I had a realization that there is a single base where my stories emerge from and that also applies to you. That resource is as simple as our memories. We have many forms of memories. The childhood ones that offer comfort to us as days that we took silly risks and our innocence. There are also the memorable events such as graduation, marriage birth or, sadly, a death. Memories can also be people that we hold on to dearly. We also keep those sentimental physical memories that I call artifacts like a photograph, ring, letters…etc. Just one look at an artifact and it showers you with many thoughts. These are just samples of our personal bank of stories; however, we sometimes don’t really pay attention to what is going on in the present and what should have been a memory is lost. It is about going through life with your eyes open and grasping at what the world provides. Keep the thoughts as nuggets and attach a story to it so that you can file it away for the future. Those nuggets are what I call trigger points. You don’t have to remember or recall the stories every day but rather hold on to those trigger points so that your story is attached to it. It is no different than having your mind work like a camera and capture an image.

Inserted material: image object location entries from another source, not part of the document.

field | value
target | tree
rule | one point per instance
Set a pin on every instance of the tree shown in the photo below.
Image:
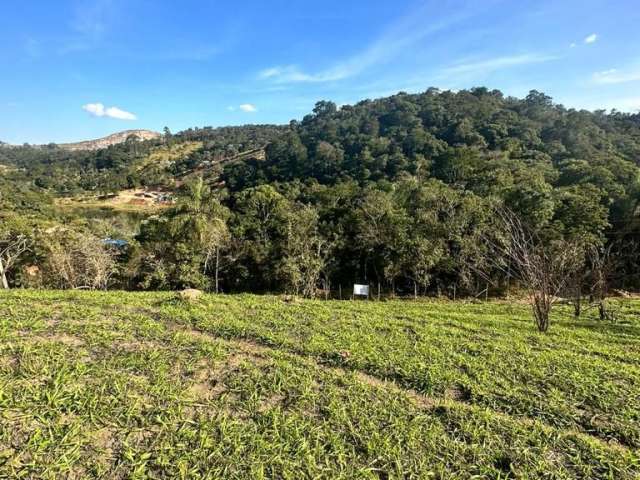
(76, 259)
(543, 269)
(12, 247)
(304, 252)
(179, 244)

Let me provide an example. When I was 16, I was in England – August 1978 and I still recall the top three hits were: Commodores – Three Times a Lady; Boney M – Brown Girl in the Ring and Boney M – Rivers of Babylon. I kept these as my triggers because by these simple thoughts, it opens up a wider memory of my trip and the things we did and the people we met. Any time I hear any of those songs, I get nostalgic. We would sit on the stone wall in England, listen to the tunes and talk, laugh and create some great memories with cousins and friends. The songs help me to remember the finer details because the memories are imbedded in the trigger.

Another example that is very vivid was getting off the plane in Fiji (my first trip there) when I was 18. As soon as they opened the doors to the plane, I was hit by the heat and a distinct smell that I never experienced – sugar cane. It was a beautiful smell at 3:00am that I can still sense as I close my eyes and it opened up an entire trip where I have vivid memories of sitting and listening to the rustling palm trees while the overhead fan was whirling, going to town to watch a movie or discovering a secluded beach that we called our own by the MOTWS- Men of the World Society.

Take the time to appreciate what is around you, the people who are in your circle, the items you hold from an experience. These will serve you well when it comes time to convert them into stories. These triggers become your zip-drive to unlock memories. It would be rather difficult to try and hold all those stories in your mind but the triggers are what recall your memory. It is easy to say but how do you make the memories into trigger points? Reflection. Rather than going through life on the go, take a bit of time each day to appreciate what happened and as you encounter situations, things or people, attach a single meaning to the experience. This starts stockpiling your memories. Experience it, think about it, capture it and keep it…that is a solid process. Before you know it, you will have a databank of memories like I do and that is worth writing about. Be sure to take the virtual lens cap off before you capture your internal memories.